October 29, 2008

More tricks with BashDiff

Author: Ben Martin

Yesterday we took a look at BashDiff, a patch for the bash shell that adds new capabilities. We've already looked at some of the additions that BashDiff makes to bash's commands and string parsing abilities. Today we'll look at modifying positional parameters, parsing XML, talking to ISAM and relational databases, creating GTK+2 GUIs, and a few other tricks and issues.

BashDiff adds commands that help you manipulate positional parameters, often with much greater efficiency than the normal bash routes. The pcursor command lets you manipulate the current positional parameters as a single group, clearing them all and storing and restoring them all from a stack. New commands prefixed with pp_ help you manipulate the positional parameters themselves. These commands all take an optional -a parameter to let you specify the name of an array to use instead of working on the implicit positional parameters array. For example, the normal bash command to append to the positional parameters is shown below with the BashDiff equivalent below it.

$ set -- $@ Z
$ pp_append Z

Many of the pp_ commands are much more efficient than using the alternatives in the standard bash shell. How much the efficiency gain of the pp_ prefixed commands matters to you depends on how heavily you use positional parameter manipulation, particularly in a loop. The case shown below is one extreme, where an expensive prepend is done 1,000 times in a loop. As you can see, the pp_ version is much more efficient. However, if the loop only runs for 100 iterations, the standard bash set command version completes in 0.15 seconds. Even though the BashDiff version needs only 0.006 seconds, the efficiency of the standard bash syntax is likely to be acceptable, unless the script that manipulates the positional parameters 100 times is itself called many many times from another script.

$ pp_trim 10000
$ time for i in `seq 1 1000`; do set -- Zoldpre $@; done

real 0m10.157s
user 0m9.880s
sys 0m0.004s

$ pp_trim 10000
$ time for i in `seq 1 1000`; do pp_push Zoldpre; done

real 0m0.088s
user 0m0.036s
sys 0m0.002s

BashDiff includes support for the Expat XML parser. You can process only one XML file per call of the new expat builtin.
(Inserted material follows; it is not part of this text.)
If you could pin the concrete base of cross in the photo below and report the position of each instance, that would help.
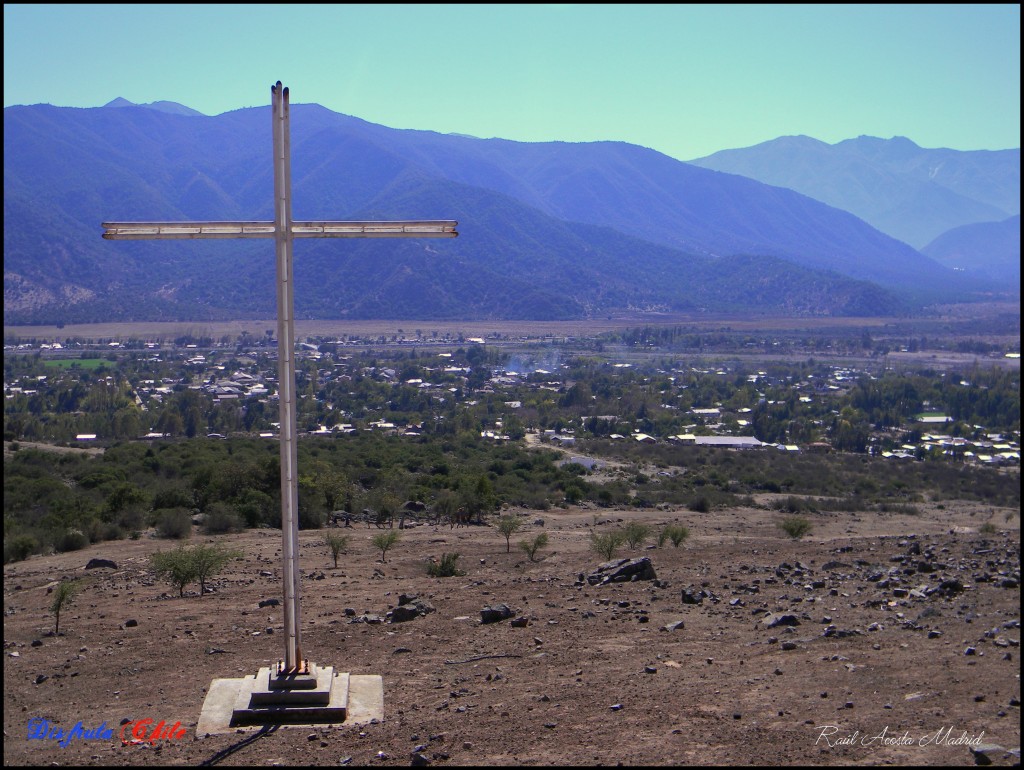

XML is processed and a collection of callbacks you specify are called when elements, comments, namespaces, and so on are encountered in the XML. BashDiff does some housekeeping for you; for example, the XML_TAG_STACK array will include the names of all XML elements that lead to the current one (when in a callback), while XML_ELEMENT_DEPTH will let you know the depth of the current XML element. XML attributes are not handled using explicit callbacks of their own; rather, all the attributes are passed as parameters to the start of XML element callback.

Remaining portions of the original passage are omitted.